If $\vec F=\frac{\vec r}{r^3}$ then show that $\textrm{div} \vec F = 0$ but $\exists$ is no $\vec G ∶ \mathbb{R}^3 ⧵ {(0,0,0)} \to \mathbb{R}^3$ such that $\vec F = \textrm{curl} \,\vec G$.
I can show that $\textrm{div} \vec F = 0$. I know that if $\textrm{div} \vec\, F = 0$ then there exists a vector $\vec G$ such that $\vec F = \textrm{curl}\, \vec G$.
What is happening here?
Please explain in details why $\vec F \neq \textrm{curl} \,\vec G$ here.
Edit: Consider $\vec F:S\to \mathbb{R}^3$ such that $\vec F=\frac{\vec r}{r^3}$ and $S$ is the unit sphere centred at origin.
Then outward drawn normal $\hat n$ to S is $\hat n=\vec r$ (since $|\vec r|=1$)

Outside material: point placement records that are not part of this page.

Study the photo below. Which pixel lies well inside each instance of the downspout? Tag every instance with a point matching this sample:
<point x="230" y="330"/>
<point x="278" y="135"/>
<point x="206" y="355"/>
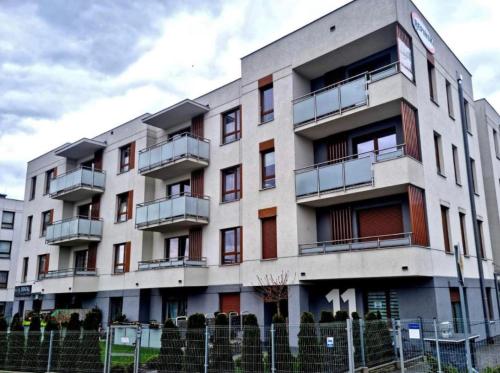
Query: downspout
<point x="470" y="185"/>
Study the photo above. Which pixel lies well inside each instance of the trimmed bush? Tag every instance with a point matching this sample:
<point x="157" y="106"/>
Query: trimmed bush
<point x="195" y="344"/>
<point x="309" y="348"/>
<point x="251" y="353"/>
<point x="171" y="355"/>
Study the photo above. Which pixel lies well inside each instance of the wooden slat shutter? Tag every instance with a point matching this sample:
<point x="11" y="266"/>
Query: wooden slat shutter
<point x="195" y="243"/>
<point x="410" y="129"/>
<point x="416" y="201"/>
<point x="126" y="264"/>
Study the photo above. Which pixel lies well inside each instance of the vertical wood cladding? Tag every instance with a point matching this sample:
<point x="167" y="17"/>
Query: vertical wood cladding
<point x="416" y="201"/>
<point x="410" y="129"/>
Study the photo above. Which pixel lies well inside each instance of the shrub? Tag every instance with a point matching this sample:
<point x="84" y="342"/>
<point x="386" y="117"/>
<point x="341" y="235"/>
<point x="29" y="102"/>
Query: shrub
<point x="251" y="353"/>
<point x="195" y="344"/>
<point x="309" y="349"/>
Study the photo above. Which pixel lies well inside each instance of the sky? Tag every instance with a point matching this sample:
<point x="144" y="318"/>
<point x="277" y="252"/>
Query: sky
<point x="73" y="69"/>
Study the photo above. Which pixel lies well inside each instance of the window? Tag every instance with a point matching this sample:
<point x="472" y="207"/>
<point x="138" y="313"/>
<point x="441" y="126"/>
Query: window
<point x="231" y="126"/>
<point x="177" y="247"/>
<point x="231" y="184"/>
<point x="8" y="220"/>
<point x="463" y="233"/>
<point x="124" y="206"/>
<point x="456" y="165"/>
<point x="4" y="277"/>
<point x="5" y="248"/>
<point x="49" y="175"/>
<point x="266" y="103"/>
<point x="474" y="176"/>
<point x="43" y="265"/>
<point x="32" y="188"/>
<point x="231" y="245"/>
<point x="431" y="71"/>
<point x="449" y="99"/>
<point x="268" y="169"/>
<point x="46" y="221"/>
<point x="446" y="230"/>
<point x="25" y="269"/>
<point x="438" y="150"/>
<point x="29" y="225"/>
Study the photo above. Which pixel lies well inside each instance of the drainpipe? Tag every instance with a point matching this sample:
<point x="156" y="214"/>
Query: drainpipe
<point x="470" y="184"/>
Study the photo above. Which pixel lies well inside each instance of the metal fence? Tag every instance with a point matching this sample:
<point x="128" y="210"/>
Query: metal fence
<point x="343" y="346"/>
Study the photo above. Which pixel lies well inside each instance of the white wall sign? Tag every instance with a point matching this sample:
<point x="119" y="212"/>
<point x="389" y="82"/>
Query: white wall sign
<point x="422" y="32"/>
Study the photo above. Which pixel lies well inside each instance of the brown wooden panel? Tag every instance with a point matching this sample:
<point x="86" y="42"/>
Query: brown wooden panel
<point x="269" y="240"/>
<point x="416" y="201"/>
<point x="229" y="302"/>
<point x="266" y="145"/>
<point x="195" y="243"/>
<point x="380" y="221"/>
<point x="268" y="212"/>
<point x="410" y="129"/>
<point x="265" y="80"/>
<point x="341" y="220"/>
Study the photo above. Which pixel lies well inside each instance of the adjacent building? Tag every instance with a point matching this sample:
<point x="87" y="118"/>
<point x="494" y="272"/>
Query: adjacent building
<point x="336" y="160"/>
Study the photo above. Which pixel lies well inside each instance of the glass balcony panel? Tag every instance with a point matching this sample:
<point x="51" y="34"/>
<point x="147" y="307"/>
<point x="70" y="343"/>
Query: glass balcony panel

Then $$\int\int_S\vec F.\hat n ds=\int\int_S \frac{1}{r}dS=\int\int_SdS=4\pi.$$
But if $\vec F = \textrm{curl}\, \vec G$, then by using Stokes' theorem, we have $$\int\int_S\vec F.\hat n ds=\int\int_S(\textrm{curl} \,\vec G).\hat n ds=\int_C \vec G.d\vec r$$.
Is my way of approach correct? How to find the last integral?